Application of Synthetic DINCAE–BME Spatiotemporal Interpolation Framework to Reconstruct Chlorophyll–a from Satellite Observations in the Arabian Sea

Author:

Yan Xiting1,Gao Zekun1,Jiang Yutong1,He Junyu123ORCID,Yin Junjie1,Wu Jiaping1

Affiliation:

1. Ocean College, Zhejiang University, Zhoushan 316000, China

2. Ocean Academy, Zhejiang University, Zhoushan 316000, China

3. Donghai Laboratory, Zhoushan 316000, China

Abstract

Chlorophyll–a (Chl–a) concentration is an indicator of phytoplankton pigment, which is associated with the health of marine ecosystems. A commonly used method for the determination of Chl–a is satellite remote sensing. However, due to cloud cover, sun glint and other issues, remote sensing data for Chl–a are always missing in large areas. We reconstructed the Chl–a data from MODIS and VIIRS in the Arabian Sea within the geographical range of 12–28° N and 56–76° E from 2020 to 2021 by combining the Data Interpolating Convolutional Auto–Encoder (DINCAE) and the Bayesian Maximum Entropy (BME) methods, which we named the DINCAE–BME framework. The hold–out validation method was used to assess the DINCAE–BME method’s performance. The root–mean–square–error (RMSE) and the mean–absolute–error (MAE) values for the hold–out cross–validation result obtained by the DINCAE–BME were 1.8824 mg m−3 and 0.4682 mg m−3, respectively; compared with in situ Chl–a data, the RMSE and MAE values for the DINCAE–BME–generated Chl–a product were 0.6196 mg m−3 and 0.3461 mg m−3, respectively. Moreover, DINCAE–BME exhibited better performance than the DINEOF and DINCAE methods. The spatial distribution of the Chl–a product showed that Chl–a values in the coastal region were the highest and the Chl–a values in the deep–sea regions were stable, while the Chl–a values in February and March were higher than in other months.
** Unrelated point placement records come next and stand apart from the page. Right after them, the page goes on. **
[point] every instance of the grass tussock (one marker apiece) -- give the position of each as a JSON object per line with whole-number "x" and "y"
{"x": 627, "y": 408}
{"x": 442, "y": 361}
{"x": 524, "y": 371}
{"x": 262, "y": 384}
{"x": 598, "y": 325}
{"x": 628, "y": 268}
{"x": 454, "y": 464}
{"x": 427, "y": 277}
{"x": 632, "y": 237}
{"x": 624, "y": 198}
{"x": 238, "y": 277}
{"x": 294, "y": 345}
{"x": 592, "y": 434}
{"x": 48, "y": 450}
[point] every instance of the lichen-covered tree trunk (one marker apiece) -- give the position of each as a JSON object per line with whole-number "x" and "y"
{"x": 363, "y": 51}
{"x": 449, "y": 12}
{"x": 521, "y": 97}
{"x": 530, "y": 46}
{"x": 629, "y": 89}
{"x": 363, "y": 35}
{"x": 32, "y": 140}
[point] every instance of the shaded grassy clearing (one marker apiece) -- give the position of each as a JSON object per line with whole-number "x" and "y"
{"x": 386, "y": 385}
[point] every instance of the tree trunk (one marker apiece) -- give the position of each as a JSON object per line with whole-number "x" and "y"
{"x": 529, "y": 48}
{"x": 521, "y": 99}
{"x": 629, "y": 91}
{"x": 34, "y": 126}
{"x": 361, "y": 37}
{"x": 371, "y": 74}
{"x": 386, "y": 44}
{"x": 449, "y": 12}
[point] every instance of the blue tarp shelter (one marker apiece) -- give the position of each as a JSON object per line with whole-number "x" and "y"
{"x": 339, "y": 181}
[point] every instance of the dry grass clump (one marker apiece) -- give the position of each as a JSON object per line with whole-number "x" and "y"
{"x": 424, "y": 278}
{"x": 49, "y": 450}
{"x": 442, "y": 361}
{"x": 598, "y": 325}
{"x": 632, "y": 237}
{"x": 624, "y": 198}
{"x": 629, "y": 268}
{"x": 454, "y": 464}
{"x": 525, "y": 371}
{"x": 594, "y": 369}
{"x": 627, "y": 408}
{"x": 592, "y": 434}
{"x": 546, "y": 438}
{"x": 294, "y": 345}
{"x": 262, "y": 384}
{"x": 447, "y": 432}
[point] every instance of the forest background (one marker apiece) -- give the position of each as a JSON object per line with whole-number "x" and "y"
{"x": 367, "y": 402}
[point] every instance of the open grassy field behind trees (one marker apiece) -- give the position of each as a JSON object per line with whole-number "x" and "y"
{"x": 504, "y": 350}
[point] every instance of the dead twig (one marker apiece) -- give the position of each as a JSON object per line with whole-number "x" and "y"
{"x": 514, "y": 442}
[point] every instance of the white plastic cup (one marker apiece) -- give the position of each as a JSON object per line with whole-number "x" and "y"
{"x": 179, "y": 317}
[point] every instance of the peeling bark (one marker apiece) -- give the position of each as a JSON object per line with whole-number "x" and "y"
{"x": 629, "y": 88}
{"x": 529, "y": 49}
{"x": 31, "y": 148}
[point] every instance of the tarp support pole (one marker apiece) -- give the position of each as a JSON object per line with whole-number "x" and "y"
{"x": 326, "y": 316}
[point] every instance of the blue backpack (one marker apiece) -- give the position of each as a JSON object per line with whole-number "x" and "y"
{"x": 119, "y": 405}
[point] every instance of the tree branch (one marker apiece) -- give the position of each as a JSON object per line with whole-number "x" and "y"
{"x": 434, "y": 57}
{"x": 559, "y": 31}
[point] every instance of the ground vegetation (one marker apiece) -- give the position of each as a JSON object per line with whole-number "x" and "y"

Lastly, this study demonstrated the feasibility of combining the BME method and DINCAE.

Funder

The National Natural Science Foundation of China

Science Foundation of Donghai Laboratory

Publisher

MDPI AG

Subject

Ocean Engineering,Water Science and Technology,Civil and Structural Engineering

Reference46 articles.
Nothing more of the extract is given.